Though he is not a city employee, Griffith keeps close ties to several of St. Petersburg's current and former top officials.

His lawyer is former Mayor Bob Ulrich. Griffith is in a Tampa Bay Devil Rays season ticket group with city downtown facilities director Mike Barber (who directly manages The Pier contract), Barber's predecessor Bob Leighton, economic development executive Joe Zeoli, Mussett (Barber's boss), Elston (Mussett's boss) and the mayor's chief of staff, Don McRae, Mussett said.

Mussett said each member of the group gets the four first-base seats for a certain number of games and that he does not attend games with Griffith.
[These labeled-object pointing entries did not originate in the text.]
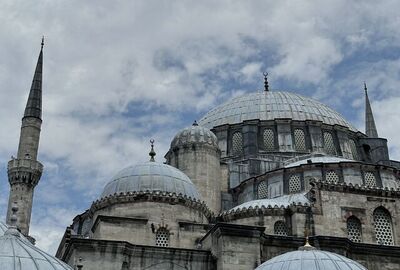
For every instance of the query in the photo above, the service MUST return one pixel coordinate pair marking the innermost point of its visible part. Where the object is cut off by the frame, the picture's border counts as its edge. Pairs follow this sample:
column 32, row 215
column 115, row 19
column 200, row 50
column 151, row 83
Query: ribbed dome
column 310, row 259
column 194, row 134
column 17, row 254
column 151, row 176
column 269, row 106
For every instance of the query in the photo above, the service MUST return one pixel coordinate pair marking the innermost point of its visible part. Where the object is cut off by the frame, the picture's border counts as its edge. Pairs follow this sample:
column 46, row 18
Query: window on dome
column 354, row 229
column 237, row 143
column 383, row 227
column 280, row 228
column 299, row 140
column 269, row 139
column 294, row 184
column 369, row 179
column 162, row 237
column 262, row 190
column 329, row 145
column 353, row 148
column 332, row 177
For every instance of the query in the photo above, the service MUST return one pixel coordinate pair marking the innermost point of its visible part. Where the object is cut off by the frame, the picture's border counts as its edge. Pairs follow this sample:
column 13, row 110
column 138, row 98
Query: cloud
column 118, row 74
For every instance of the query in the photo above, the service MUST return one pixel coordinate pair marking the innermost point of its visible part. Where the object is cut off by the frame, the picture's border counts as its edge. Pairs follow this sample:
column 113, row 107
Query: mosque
column 270, row 180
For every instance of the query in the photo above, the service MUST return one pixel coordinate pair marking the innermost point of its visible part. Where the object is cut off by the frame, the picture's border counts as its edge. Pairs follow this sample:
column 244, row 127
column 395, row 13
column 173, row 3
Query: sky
column 119, row 73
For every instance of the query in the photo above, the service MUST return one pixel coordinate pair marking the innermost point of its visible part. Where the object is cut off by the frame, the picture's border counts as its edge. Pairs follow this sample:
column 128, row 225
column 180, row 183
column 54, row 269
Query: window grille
column 162, row 237
column 269, row 139
column 354, row 229
column 329, row 145
column 332, row 177
column 299, row 140
column 237, row 143
column 262, row 190
column 383, row 227
column 294, row 184
column 369, row 179
column 280, row 228
column 353, row 148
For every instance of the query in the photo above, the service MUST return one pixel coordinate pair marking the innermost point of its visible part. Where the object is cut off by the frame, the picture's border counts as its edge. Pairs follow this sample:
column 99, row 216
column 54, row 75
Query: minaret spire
column 370, row 127
column 34, row 104
column 24, row 172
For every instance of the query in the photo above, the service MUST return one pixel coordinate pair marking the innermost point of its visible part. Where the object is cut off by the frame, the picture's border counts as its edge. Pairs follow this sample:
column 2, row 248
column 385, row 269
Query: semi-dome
column 153, row 177
column 270, row 105
column 194, row 134
column 18, row 254
column 309, row 258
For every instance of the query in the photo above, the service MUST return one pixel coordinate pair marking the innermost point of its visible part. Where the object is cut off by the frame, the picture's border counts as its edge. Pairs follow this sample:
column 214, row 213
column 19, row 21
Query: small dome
column 151, row 176
column 272, row 105
column 310, row 259
column 282, row 201
column 17, row 254
column 195, row 134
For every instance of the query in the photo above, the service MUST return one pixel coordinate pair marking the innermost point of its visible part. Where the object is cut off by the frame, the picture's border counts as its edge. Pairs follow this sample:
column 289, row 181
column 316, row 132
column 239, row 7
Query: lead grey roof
column 151, row 176
column 310, row 260
column 194, row 134
column 17, row 254
column 282, row 201
column 321, row 159
column 269, row 106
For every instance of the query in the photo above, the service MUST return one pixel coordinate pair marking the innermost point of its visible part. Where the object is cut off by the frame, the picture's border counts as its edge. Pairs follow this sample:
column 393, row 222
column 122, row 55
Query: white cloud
column 116, row 75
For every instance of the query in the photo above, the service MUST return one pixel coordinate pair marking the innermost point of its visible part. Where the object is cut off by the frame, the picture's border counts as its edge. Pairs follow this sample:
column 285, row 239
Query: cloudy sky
column 117, row 73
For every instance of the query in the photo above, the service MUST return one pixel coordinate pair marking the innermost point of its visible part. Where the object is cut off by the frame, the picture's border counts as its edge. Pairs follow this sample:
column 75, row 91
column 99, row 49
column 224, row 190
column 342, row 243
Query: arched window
column 162, row 237
column 294, row 184
column 269, row 139
column 299, row 140
column 280, row 228
column 237, row 143
column 369, row 179
column 262, row 190
column 354, row 229
column 332, row 177
column 329, row 145
column 383, row 227
column 353, row 149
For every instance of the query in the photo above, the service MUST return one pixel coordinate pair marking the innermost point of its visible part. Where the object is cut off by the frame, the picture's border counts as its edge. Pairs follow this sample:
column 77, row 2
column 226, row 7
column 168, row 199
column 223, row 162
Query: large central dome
column 272, row 105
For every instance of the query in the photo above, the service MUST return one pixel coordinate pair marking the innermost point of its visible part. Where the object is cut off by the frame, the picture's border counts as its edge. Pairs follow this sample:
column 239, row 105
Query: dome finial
column 152, row 153
column 266, row 86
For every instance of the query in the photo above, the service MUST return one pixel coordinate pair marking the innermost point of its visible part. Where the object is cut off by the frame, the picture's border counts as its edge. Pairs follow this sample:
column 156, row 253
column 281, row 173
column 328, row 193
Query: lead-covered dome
column 18, row 254
column 151, row 177
column 270, row 105
column 309, row 258
column 194, row 134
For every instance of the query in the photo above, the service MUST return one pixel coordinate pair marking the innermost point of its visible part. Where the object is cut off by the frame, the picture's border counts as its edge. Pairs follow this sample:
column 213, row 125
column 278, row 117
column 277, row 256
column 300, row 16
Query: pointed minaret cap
column 370, row 127
column 152, row 153
column 34, row 105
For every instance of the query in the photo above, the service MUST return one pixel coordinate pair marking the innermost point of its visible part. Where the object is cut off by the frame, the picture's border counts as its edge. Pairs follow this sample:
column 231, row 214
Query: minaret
column 24, row 172
column 370, row 128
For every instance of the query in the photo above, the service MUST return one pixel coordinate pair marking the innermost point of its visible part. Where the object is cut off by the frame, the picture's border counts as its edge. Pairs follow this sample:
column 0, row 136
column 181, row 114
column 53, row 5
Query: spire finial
column 266, row 86
column 152, row 153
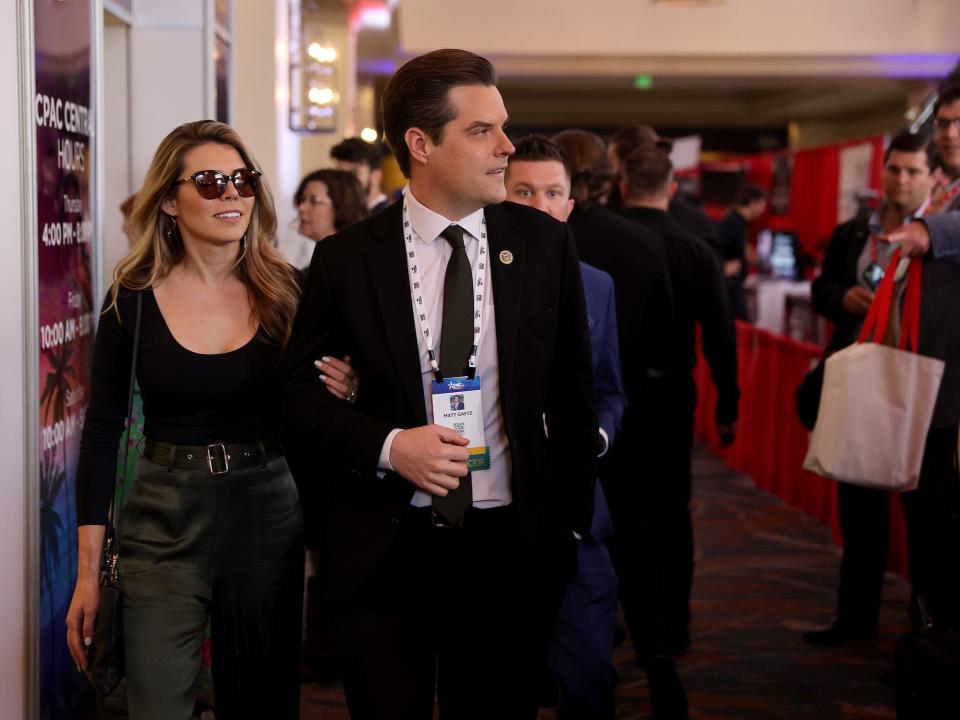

Leighton brought Griffith into the group after Leighton left the city to work for the Devil Rays, Mussett said. "All we do is get together when we divide up tickets."

* * *

Last month, the city was poised to negotiate a 5-year extension with Griffith -- until a reporter, the Chamber of Commerce president and City Council chairman started asking questions.

Barber wrote a memo to Griffith on May 3 listing three options to prepare for the end of the contract next year: put the project out nationally for bids, have the city run The Pier in-house (as it does Bayfront Center, golf courses and Sunken Gardens) or negotiate an extension with Griffith. "Following a careful review of the advantages/disadvantages of each, the city would like to pursue Option Three, and to negotiate a mutually acceptable extension of the agreement," Barber wrote.

But in City Council budget discussions, Williams questioned the subsidy amounts for The Pier and other facilities. And Chamber president Russ Sloan wrote a letter to the mayor saying the contract needs to be competitively bid.

"We feel we can reasonably assure you and council that a fair bid of The Pier contract will generate both a competent bidder and a much better fee," Sloan wrote May 17. "Too much money is at stake for our city to ignore the benefits of a competitive bid."

A draft city analysis obtained under state public records law estimates the city could immediately save $187,000 per year if it took over management of The Pier. And the report notes that a national management company chosen through a bid likely would have relationships with national retailers and restaurants, whereas The Pier now is made up of tenants that are small businesses. The draft report also notes that the city could build incentives into the contract to reduce the taxpayer subsidy of The Pier. After Sloan sent his letter and a reporter interviewed the mayor, Barber sent an e-mail to Griffith May 30.

"It is the mayor's intent to take The Pier management agreement to a request for proposals," the bid process, Barber wrote.

Because downtown is booming now, not struggling as it was when Griffith's firm took over The Pier, the city is likely to have lots of interest and good proposals, Sloan said.

"I would like to see what the market could do," Sloan said.